I wasn't saying that you could get within 1% of the true median, I was saying you could find an element in the 49th to 51st percentile. In your example, the 49th percentile would be -90 and the 51st percentile would be 90, so the guarantee is that you would (with very high probability) find a number between -90 and 90.
That's a good point, though, that the 49th percentile and 51st percentile can be arbitrarily far from the median.
You can do dynamic sampling: e.g. take double the samples, see what decimal in your result budges. Adjust.
I was thinking the same thing.
In all use-cases I've seen a close estimate of the median was enough.

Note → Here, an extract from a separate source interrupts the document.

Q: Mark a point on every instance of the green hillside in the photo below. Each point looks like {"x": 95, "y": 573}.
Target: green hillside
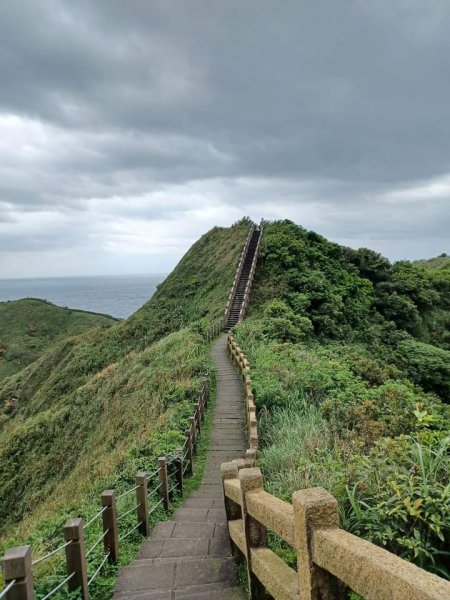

I’m not sure why you use a dictionary with keys 0…999, instead of an array indexed 0…999.
That's just a dict/map with less flexibility on the keys :D
I was using the term dictionary for illustration purposes. Remember, this was all in the context of MapReduce. Computation within MapReduce is built around grouping values by keys, which makes dictionaries a natural way to think about many MapReduce oriented algorithms, at least for me. The key/value pairs appear as streams of two-tuples, not as dictionaries or arrays.
Where were you working? Sounds like you got lucky to work on some fun problems!
Sorry, but I'm trying to keep this account relatively anonymous to sidestep some of my issues with being shy.
But, you're right, I was lucky to work on a bunch of fun problems. That period, in particular, was pretty amazing. I was part of a fun, collaborative team working on hard problems. And management showed a lot of trust in us. We came up with some very interesting solutions, some by skill and some by luck, that set the foundation for years of growth that came after that (both revenue growth and technical platform growth).
Was this by any chance for generating availability metrics, and were you an intern at the time? The system sounds, ah, very familiar.
The metrics were about speed. And I was decades past my last internship at the time in question. But, as is so often the case, more than one of us may have been reinventing pretty similar wheels. :)
I am not sure. But from the outside, it looks like what Prometheus does behind the scenes. It seems to me that Prometheus works like that because it has a limit on latency time around 10s on some systems I worked. So when we had requests above that limit it got all on 10s, even though it could be higher than that. Interesting.